Long-winded on “Watchmen”
March 6, 2009
Watchmen’s dark refrain is that “It’s all a big joke.” I think they’re talking about life, the world, existence, etc. But I’ll tell you what the real joke was: giving us all free 20oz. Coca-Colas at 10:00 in the morning then sitting us down for a two-hours-and-forty-minutes movie that you don’t want to take your eyes off of.
Real funny, you clowns.
Kidding aside, I was lucky enough to see “Watchmen” a day early and for free, thanks to some folks at work. I was definitely planning on seeing it anyway, so now I can take that $12 and spend it on something nice, like fancy cheese, or an ironic belt buckle.
After enjoying a book so immensely, there’s never a question, for me, about seeing the movie. Even if I’m completely sure there’s no way I won’t be disappointed (see: Everything is Illuminated), I will still see it—in theaters—if only so that I can mount my literary high horse and berate it.
The problem with writing about these films is that I no longer end up writing about the film; I end up writing about the adaptation. Which I’ll do once again. I have very strong opinions concerning adaptations, the gist of them being that movies adapted from complicated, cerebral, or non-linear works should, at most, be “inspired” by the original. Any attempt at re-creation in those cases usually has a result of desecration. It’s people-pleasing at its most lethal.
I can understand the director Zach Snyder’s choice to follow Watchmen almost panel-by-panel. If he hadn’t, he would’ve had fanboy feces all over his doorknobs every day for the next eight months. Divergence from an iconic work with such frothingly devoted fans is more than just risky—it’s masochistic. So, just as I would, he played it safe.
The result, while a decent and entertaining movie, will not (and should not) achieve the same kind of shelf-life and iconic status that its storyboard namesake has—nor the iconic status that C. Nolan’s Batman movies enjoy. I heard a few of my colleagues comparing “Watchmen” to “Dark Knight.” I don’t think that’s fair. The people behind “The Dark Knight” didn’t face the same sort of pressures. It was based on a character, not on a book, so the director and the writers had much more freedom to create in their own medium without fearing for their lives and porches.
Reviewer after reviewer has been saying that the opening-credits sequence is the best part of the film. My theory is that this is because they are all older than me. The theme of the credits is Costumed Heroes Throughout the 20th Century. So there’s costumed heroes taking Marilyn’s place in Andy Warhol prints, knocking off JFK, landing on the moon, etc. It’s probably more interesting for the older crowd, who was actually around for that stuff. My earliest memory of a national event is when the Pistons won the Championship in ‘89.

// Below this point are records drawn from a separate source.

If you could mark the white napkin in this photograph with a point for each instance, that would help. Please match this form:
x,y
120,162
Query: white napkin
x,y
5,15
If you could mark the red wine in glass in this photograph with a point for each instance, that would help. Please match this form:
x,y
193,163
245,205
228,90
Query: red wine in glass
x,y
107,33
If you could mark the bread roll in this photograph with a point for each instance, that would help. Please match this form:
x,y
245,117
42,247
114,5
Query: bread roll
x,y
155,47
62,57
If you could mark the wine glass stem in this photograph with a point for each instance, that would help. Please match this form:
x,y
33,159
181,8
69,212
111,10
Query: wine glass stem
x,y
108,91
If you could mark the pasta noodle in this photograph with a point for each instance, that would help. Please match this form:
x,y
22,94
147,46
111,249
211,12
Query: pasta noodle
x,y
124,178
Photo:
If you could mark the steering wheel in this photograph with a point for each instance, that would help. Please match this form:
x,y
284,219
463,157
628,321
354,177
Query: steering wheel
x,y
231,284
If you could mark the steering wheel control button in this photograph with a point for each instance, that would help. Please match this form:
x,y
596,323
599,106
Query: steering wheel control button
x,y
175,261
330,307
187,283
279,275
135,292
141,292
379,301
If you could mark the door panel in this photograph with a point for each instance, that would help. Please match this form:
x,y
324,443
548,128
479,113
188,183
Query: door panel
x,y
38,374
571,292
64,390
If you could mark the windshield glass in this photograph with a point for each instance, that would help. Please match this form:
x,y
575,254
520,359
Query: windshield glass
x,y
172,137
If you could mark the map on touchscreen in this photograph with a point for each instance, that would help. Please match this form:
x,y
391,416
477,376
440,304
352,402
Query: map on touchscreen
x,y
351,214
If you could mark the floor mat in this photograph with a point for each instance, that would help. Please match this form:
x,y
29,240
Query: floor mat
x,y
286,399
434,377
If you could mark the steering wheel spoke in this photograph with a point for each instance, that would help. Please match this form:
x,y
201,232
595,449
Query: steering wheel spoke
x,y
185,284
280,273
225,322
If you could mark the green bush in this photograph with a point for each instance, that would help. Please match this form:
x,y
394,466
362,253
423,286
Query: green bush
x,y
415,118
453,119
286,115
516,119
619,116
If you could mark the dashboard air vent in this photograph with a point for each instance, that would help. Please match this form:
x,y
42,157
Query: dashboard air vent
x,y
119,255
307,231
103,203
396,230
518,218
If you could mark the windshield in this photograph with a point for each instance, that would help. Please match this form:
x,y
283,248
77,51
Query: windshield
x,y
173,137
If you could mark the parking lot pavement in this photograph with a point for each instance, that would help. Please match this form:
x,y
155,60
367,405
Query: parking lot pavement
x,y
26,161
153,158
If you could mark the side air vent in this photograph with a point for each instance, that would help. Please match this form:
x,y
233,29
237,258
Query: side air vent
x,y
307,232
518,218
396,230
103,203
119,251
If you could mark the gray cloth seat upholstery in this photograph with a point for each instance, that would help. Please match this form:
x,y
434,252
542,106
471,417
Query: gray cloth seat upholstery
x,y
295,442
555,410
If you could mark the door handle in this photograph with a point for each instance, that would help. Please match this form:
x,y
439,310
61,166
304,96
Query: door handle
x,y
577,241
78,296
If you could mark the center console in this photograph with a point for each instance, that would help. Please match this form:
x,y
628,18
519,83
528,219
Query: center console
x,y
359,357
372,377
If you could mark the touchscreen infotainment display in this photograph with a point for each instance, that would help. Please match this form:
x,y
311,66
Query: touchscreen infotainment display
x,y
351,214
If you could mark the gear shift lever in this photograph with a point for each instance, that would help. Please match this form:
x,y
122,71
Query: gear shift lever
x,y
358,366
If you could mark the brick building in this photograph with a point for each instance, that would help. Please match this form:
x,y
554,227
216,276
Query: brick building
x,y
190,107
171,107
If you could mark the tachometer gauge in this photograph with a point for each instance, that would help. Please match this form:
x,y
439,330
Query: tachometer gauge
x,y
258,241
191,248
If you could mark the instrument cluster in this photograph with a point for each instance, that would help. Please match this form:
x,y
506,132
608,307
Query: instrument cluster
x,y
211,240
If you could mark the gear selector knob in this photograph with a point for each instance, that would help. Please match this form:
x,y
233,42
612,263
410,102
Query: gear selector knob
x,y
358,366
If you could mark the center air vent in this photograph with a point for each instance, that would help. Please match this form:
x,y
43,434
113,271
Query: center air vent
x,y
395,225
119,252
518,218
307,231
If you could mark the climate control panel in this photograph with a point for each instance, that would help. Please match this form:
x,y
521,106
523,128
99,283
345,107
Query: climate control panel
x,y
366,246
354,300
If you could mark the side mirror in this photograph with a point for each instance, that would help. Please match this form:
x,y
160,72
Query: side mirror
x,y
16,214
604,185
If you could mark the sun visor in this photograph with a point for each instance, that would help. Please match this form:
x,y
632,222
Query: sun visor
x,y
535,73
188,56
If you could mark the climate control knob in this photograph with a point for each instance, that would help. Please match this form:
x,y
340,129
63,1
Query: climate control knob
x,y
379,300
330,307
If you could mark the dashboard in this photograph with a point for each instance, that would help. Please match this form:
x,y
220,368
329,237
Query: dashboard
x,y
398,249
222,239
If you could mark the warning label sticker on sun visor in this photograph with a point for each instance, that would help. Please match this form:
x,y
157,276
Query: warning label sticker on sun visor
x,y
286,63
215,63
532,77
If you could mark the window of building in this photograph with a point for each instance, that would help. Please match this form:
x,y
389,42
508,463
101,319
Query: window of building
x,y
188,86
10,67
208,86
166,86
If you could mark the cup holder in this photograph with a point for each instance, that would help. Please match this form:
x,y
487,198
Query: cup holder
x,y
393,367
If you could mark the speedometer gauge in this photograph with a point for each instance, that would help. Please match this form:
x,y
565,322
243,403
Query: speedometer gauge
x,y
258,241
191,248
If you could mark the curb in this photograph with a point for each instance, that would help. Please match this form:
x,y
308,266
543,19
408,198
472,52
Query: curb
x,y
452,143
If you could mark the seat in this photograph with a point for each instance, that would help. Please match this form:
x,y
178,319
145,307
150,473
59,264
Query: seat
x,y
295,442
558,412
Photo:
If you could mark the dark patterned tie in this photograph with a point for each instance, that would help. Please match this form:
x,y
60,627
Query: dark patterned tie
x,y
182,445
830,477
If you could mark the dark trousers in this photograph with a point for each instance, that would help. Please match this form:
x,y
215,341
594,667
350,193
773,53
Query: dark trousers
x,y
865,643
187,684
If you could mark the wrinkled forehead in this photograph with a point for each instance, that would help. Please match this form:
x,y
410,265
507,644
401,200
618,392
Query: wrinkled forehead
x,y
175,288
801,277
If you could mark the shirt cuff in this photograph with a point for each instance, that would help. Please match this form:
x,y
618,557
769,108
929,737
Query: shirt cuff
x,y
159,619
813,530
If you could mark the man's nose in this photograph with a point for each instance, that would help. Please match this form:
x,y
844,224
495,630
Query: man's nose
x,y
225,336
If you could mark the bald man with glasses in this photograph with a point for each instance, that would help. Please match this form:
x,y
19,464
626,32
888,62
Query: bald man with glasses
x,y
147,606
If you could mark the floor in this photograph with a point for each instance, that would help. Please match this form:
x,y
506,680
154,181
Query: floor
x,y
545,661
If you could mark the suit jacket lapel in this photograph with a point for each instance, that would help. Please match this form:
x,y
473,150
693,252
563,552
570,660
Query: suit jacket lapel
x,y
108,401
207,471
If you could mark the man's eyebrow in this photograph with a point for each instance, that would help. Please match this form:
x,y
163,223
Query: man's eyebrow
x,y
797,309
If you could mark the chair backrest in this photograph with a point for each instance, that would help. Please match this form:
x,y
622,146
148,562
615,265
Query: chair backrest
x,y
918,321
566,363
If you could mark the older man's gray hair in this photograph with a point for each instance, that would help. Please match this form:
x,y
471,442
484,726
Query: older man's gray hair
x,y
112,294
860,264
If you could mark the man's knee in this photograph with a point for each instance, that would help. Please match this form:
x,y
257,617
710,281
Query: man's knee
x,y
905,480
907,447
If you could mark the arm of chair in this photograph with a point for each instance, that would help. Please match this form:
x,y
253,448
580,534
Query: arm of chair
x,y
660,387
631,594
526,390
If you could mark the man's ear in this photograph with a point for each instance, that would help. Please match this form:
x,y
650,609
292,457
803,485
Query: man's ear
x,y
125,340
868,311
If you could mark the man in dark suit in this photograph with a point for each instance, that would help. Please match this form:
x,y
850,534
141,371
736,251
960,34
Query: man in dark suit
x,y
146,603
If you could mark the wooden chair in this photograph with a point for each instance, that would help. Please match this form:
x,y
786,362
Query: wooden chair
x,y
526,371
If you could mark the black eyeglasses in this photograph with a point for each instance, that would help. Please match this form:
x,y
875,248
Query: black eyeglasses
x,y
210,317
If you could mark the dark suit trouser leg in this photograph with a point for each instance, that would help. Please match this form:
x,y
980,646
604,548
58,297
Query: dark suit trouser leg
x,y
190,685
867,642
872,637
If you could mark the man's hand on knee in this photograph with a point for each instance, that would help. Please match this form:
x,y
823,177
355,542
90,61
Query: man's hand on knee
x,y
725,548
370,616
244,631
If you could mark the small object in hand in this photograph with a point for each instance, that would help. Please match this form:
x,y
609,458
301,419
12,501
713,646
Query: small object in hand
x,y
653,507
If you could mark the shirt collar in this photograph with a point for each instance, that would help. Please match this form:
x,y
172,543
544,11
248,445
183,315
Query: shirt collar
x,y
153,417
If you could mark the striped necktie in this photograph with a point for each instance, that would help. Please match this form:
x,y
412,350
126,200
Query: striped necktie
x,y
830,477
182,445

Personally, I enjoyed the visuals most. The image of Dr. Manhattan striding through the Vietnam fields and disintegrating people was awe-inspiring, the murder of the Comedian was strangely beautiful, and the Mars scene was a spectacle superior to anything in any other comic book movie.
Trumping all, though, unfortunately, was a sense of obscuring gratuitousness. It’s almost unfair to say, since the book could also probably be called “gratuitous,” but looking at cartoon panels of a man having his arms sawn off or a hatchet entering a man’s skull is different than watching it unfold in front of you in live-action. As a rule, the “Watchmen” cameras are not shy. They linger, maybe to their detriment, every time. Another form of gratuity lay in the unsubtle and seemingly aimless symbolism: the “Obsolete Models” sign hanging in the car lot from which Night Owl and Laurie Jupiter emerge, or the way Rorschach’s splattered body made a Rorschach blot on the snow.
It’s difficult to say the film “tried too hard,” because ”trying too hard” is inevitable when working with material this lofty–well–lofty in some circles. It wants so bad to be iconic. You can tell by the music they chose: ultra-well-known anthems from a few generations ago (some of them odd…99 Luftballoons? What?). But it won’t make it, as pretty as it looks and as profound as its themes may be. Alan Moore had a case when he claimed Watchmen was not meant for this medium. The dialogue sounds funny spoken aloud. The novel’s ironic self-consciousness is gone. Its subtlety is gone. And there are too many distractions.
Mr. Snyder made a valiant effort and did a respectable job, but, unlike its source material, it can be forgotten.